Conçu d’après un scénario écrit par la cinéaste Jeanne Labrune, puis remanié par Tom Stoppard pour être adapté en anglais, le projet Vatel a pris une envergure croissante avec l’arrivée à ses commandes du réalisateur Roland Joffé (Oscar du meilleur film pour La Déchirure en 1984 et Palme d’or pour Mission en 1986). Et la composition d’un casting flamboyant qui réunit Uma Thurman, Gérard Depardieu et Tim Roth. Si le cinéaste ne renouera sans doute pas avec le succès critique que connurent ses deux premiers opus, force est de constater qu’il se sort honorablement de cette reconstitution historique à gros budget.

Sa principale qualité est d’avoir su rythmer son film grâce à une mise en scène dynamique qui multiplie les points de vue et les mouvements à l’intérieur du cadre. L’histoire tragique du fameux intendant Vatel devient entre ses mains un honnête divertissement dans la pure tradition hollywoodienne. François Vatel, maître de cérémonie du Prince de Condé, est chargé par ce dernier d’organiser trois jours de fête en l’honneur de la venue de Louis XIV. Son honnêteté et son sens de la perfection seront mis à rude épreuve par les intrigues qui composent la vie de la cour du monarque. Légèrement romantisé, le film modifie quelque peu la légende de Vatel qui attribuait l’origine de sa mort à une sauce ratée et met plutôt en avant la thèse du chagrin d’amour causé par la belle Anne de Montausier (Uma Thurman).

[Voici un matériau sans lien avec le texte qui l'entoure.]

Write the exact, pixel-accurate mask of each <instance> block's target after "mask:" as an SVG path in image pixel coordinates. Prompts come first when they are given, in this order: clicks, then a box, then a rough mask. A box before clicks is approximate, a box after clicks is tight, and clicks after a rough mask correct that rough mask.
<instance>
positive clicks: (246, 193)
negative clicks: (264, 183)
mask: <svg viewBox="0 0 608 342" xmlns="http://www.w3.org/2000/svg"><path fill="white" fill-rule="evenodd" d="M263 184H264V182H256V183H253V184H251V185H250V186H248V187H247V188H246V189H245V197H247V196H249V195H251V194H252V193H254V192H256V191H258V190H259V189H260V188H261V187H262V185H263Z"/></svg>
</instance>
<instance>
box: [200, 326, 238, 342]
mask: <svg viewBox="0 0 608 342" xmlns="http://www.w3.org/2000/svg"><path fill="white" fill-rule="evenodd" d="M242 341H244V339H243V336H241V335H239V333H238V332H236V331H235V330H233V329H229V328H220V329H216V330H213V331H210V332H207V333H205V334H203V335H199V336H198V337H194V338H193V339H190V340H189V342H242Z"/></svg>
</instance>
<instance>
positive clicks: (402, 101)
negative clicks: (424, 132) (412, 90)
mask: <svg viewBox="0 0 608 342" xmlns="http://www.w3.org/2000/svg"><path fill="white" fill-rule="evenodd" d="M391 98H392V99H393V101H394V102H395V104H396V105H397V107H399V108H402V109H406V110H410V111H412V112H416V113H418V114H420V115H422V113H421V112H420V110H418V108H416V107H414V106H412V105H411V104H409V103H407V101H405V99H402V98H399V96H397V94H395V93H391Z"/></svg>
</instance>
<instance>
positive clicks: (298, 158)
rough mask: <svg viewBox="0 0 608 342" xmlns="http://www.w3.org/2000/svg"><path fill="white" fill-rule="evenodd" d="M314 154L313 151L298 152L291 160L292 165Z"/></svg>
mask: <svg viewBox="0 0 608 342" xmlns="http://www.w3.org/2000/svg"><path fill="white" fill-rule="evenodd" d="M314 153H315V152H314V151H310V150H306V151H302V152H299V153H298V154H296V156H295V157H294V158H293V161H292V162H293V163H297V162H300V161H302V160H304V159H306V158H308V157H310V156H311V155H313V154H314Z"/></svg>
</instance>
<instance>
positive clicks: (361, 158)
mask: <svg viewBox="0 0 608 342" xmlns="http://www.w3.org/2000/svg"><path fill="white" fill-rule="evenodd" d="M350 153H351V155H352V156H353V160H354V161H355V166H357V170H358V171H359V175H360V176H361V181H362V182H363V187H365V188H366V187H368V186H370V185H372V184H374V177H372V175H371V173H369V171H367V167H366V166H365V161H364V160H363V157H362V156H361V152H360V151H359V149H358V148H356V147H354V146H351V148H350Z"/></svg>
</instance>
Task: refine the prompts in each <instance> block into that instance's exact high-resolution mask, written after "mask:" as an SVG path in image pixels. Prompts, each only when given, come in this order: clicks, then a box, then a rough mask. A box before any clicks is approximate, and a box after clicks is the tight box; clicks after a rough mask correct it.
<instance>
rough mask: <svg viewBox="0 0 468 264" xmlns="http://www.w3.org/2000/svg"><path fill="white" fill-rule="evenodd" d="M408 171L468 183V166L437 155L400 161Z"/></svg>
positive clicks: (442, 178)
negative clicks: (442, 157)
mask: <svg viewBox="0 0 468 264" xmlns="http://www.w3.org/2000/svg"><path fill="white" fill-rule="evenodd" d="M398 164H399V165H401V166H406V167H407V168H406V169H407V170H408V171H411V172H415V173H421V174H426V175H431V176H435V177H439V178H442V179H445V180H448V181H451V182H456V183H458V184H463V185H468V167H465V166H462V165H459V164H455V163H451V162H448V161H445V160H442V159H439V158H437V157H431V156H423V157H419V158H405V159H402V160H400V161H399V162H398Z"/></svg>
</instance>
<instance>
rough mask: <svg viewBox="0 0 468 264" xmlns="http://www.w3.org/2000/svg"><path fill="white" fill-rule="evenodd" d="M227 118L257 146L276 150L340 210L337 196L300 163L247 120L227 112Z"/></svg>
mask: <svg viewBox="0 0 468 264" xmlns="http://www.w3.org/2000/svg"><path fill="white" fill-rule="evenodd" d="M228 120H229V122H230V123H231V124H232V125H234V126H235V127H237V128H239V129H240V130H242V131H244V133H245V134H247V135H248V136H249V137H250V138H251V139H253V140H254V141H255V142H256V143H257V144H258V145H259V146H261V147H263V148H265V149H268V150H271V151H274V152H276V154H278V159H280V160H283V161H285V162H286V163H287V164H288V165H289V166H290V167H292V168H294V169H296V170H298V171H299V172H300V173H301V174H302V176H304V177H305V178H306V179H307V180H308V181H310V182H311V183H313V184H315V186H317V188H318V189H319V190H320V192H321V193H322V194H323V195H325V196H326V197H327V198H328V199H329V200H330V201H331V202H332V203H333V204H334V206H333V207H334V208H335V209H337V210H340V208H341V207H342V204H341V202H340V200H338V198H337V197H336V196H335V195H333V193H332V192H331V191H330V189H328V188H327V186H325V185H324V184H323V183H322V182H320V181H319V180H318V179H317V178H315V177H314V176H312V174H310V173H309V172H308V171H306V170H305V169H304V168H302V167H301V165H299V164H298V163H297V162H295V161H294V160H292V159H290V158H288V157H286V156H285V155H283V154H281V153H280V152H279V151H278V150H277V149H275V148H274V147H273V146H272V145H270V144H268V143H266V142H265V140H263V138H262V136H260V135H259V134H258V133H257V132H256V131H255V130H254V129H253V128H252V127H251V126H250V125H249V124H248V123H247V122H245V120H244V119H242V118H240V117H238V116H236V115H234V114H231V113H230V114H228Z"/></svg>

Vatel, c’est aussi l’occasion pour Roland Joffé de nous offrir une description des fastes royales servie par des décors et des costumes somptueux. De ce point de vue-là, le budget se justifie aisément et cette fidélité aux moindres détails ravira les érudits d’histoire de France. Reste que le cinéaste dirige son film en bon artisan et non en artiste. Si tous les ingrédients matériels sont correctement agencés pour nous faire croire à cette reconstitution, le film ne se départit pas d’un lourd académisme. Telle une mécanique bien huilée, il déroule ses péripéties sans prendre le moindre risque, à l’image de Gérard Depardieu qui ânonne son texte en vieux routier de l’interprétation. Roland Joffé passe aussi trop rapidement sur les liens qui unissent ses personnages et se contente d’une description superficielle qui n’échappe pas aux clichés. Du coup, la passion qui unit François Vatel à Anne de Montausier reste énigmatique, voire incompréhensible. Avec Vatel, Roland Joffé adopte l’attitude de rigueur en matière de blockbusters historiques. Celle appliquée, par exemple, par Luc Besson dans son Jeanne d’Arc : simplifier pour ratisser large.